Trolley Stop bakers are using the Cannery, which is also open to the community.
Are you ready to get your cupcake truck on the road or to put up pickles from your over-productive garden? If so, the incubator kitchen at the Whitton Farms Cannery is a way to marry great ideas with a little practicality.
The recently-opened kitchen annex is operated by Jill and Keith Forrester and located two doors down from the couple’s Trolley Stop Market. It is a full-service commercial kitchen with two bakery depth ovens, two convection ovens, prep areas and a ten-eye stove.
“Right now we are using the kitchen in the mornings to bake the bread for the restaurant,” Keith Forrester says. “But we want to see people in the Cannery cooking around the clock.”
Forrester envisions the Cannery as a place where artisan start-ups can develop products and then prepare food regularly as the company grows. “We are looking for people who are ready to take their dream to the next level,” he says.
For instance, food truck operators might want to book the kitchen at the same time every week, while urban homesteaders might can jams and produce seasonally.

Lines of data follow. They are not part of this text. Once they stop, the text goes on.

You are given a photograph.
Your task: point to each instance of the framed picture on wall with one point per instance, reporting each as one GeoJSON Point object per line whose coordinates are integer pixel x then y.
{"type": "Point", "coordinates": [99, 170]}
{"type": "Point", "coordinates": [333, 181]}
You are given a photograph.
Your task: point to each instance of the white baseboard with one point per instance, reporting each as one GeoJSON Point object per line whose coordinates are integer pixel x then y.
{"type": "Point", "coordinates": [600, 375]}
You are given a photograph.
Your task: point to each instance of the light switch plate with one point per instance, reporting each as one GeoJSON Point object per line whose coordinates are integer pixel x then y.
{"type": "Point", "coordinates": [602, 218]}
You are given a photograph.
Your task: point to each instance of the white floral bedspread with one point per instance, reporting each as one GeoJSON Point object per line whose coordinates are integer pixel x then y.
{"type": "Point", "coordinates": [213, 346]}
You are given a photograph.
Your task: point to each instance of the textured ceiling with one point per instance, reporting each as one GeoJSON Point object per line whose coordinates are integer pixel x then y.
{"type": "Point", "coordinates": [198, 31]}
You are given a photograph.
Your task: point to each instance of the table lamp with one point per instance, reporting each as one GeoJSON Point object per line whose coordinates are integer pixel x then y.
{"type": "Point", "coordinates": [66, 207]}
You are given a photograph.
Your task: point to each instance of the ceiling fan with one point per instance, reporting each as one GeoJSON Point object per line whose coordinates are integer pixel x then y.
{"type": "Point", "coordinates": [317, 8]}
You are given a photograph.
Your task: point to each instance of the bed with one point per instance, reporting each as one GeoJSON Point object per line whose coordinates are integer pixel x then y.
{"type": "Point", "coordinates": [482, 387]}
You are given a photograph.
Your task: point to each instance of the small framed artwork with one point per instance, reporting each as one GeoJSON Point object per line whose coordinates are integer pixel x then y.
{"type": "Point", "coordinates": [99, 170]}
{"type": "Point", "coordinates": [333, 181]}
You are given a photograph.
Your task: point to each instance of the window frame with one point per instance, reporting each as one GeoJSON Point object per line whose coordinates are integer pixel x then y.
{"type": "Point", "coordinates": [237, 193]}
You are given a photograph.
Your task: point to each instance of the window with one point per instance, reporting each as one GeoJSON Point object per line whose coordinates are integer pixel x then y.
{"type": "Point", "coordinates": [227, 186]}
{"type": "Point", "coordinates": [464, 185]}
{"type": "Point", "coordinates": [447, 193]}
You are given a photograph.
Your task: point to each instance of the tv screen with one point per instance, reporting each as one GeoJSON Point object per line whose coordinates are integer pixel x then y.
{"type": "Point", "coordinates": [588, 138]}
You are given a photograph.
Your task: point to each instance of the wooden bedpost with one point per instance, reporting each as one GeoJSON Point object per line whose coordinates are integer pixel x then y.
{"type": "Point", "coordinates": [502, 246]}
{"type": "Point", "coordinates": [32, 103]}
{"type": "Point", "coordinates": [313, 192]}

Forrester plans to hire a fulltime director who will coordinate use of the Cannery and oversee activities such as home canning classes.
The Cannery also will facilitate the expansion of Trolley Stop’s baked goods and the development of value-added products from Whitton Farms. “Selling products like pickled okra from the farm has always been part of the plan,” Forrester says.
Two of the Cannery’s first products will be Forrester’s pecan pies and pickles made from the farm’s bumper crop of cucumbers. “We have an old-family pickle recipe from Dick Wilson that he is letting us use,” Jill Forrester says. “It’s spicy, hot and delicious."